海江田万里

【海江田万里】臨時国会を振り返る

臨時国会は、会期末の混乱で17日まで3日間会期が再延長されましたが、実質的には15日午前1時から開かれた衆議院本会議で終了しました。今度の臨時国会を振り返ると、目立ったのは自民党の数を頼った強硬な姿勢です。TPP、カジノ法案、年金法案、いずれも国民生活に大きな影響を与える法案が十分な議論がされないまま衆議院では強行採決が行われました。選挙で勝って、多数を占めれば、後は数で押し切るだけというのでは国会の存在意義がありません。

特に「年金法改正案」では、今度の法案が成立して、年金を受給している人々は、年金額がどのくらい減るのか、その試算が政府側から示されませんでした。法案が参議院に送られて、最後の最後に、やっと「これから試算する」との政府答弁を引き出しましたが、これでは順番が逆です。先ず、試算があり、「こういうケースでは年金額がこれだけ減る」という数字が出されて、「それでも、将来世代のために我慢しよう」、「いやそんなに減るのではお年寄りは暮らしていけない」と判断が可能になるし、必要な修正のための議論もできるのです。

もうひとつ、今回の「法改正」は誰が考えても目先の手直しにすぎません。このやり方を認めれば、次は年金保険料の引き上げ、年金支給開始年齢の引き上げと、次から次へと年金改悪法案が提出され、今回のように十分な議論もないまま成立してしまいます。一番の問題は、現行の制度のままでは将来、年金制度が維持できなくなるということです。そこで、年金制度を抜本的に見直すための「年金制度調査会」を国会の中に作って、その場で各党が議論を始めることが必要です。国会にすでにある「憲法調査会」のような調査会を作るのです。これは野党が提案すべきでしょう。

安倍総理の経済政策(アベノミクス)がスタートしてまる4年が経ちました。この間、アベノミクスで暮らしが上向いたという話は聞こえてきません。特に、最近では安倍総理の経済政策の指南役である浜田宏一内閣府参与が金融緩和策の限界を認め、「学者として以前言っていたことと考えが変わった」とまで発言しています。そうである以上、これからの経済政策をどうしていくのか、国会で議論があってしかるべきでしたが、国会中継などを見る限り、経済政策についての議論はほとんどありませんでした。

また、今度の国会の最中に、アメリカの大統領選挙でトランプ氏が当選しました。

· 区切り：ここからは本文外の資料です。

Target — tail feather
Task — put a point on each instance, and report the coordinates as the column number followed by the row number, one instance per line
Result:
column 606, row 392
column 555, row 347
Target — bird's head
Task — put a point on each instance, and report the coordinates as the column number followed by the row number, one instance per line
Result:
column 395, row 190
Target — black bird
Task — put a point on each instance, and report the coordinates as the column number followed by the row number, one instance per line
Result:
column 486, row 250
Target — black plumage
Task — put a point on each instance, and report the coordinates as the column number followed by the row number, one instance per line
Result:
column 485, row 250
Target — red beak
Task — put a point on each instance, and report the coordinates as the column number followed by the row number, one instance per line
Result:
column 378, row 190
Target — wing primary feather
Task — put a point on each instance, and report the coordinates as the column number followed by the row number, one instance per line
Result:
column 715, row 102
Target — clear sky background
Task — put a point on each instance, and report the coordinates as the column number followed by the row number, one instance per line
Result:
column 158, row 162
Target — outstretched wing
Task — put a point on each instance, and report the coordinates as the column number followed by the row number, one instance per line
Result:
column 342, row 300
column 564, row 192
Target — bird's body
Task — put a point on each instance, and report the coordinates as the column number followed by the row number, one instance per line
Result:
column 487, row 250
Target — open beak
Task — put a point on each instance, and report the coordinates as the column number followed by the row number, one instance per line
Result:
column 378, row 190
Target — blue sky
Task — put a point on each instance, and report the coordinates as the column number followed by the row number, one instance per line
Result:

安倍総理は、そのトランプ氏と直接面談をしているにもかかわらず、「中身は言えない」の一点張りです。年明け、トランプ大統領が誕生することにより、世界経済はどう変わり、日本経済にどんな影響を与えるかについては国会で議論を尽くすべきです。現在は、「トランプ相場」で、円安・株高になっていますが、今後、その流れが逆転する可能性もあります。その時、日本経済はどうするのか、そうした議論を通常国会ではぜひやってもらいたいと思います。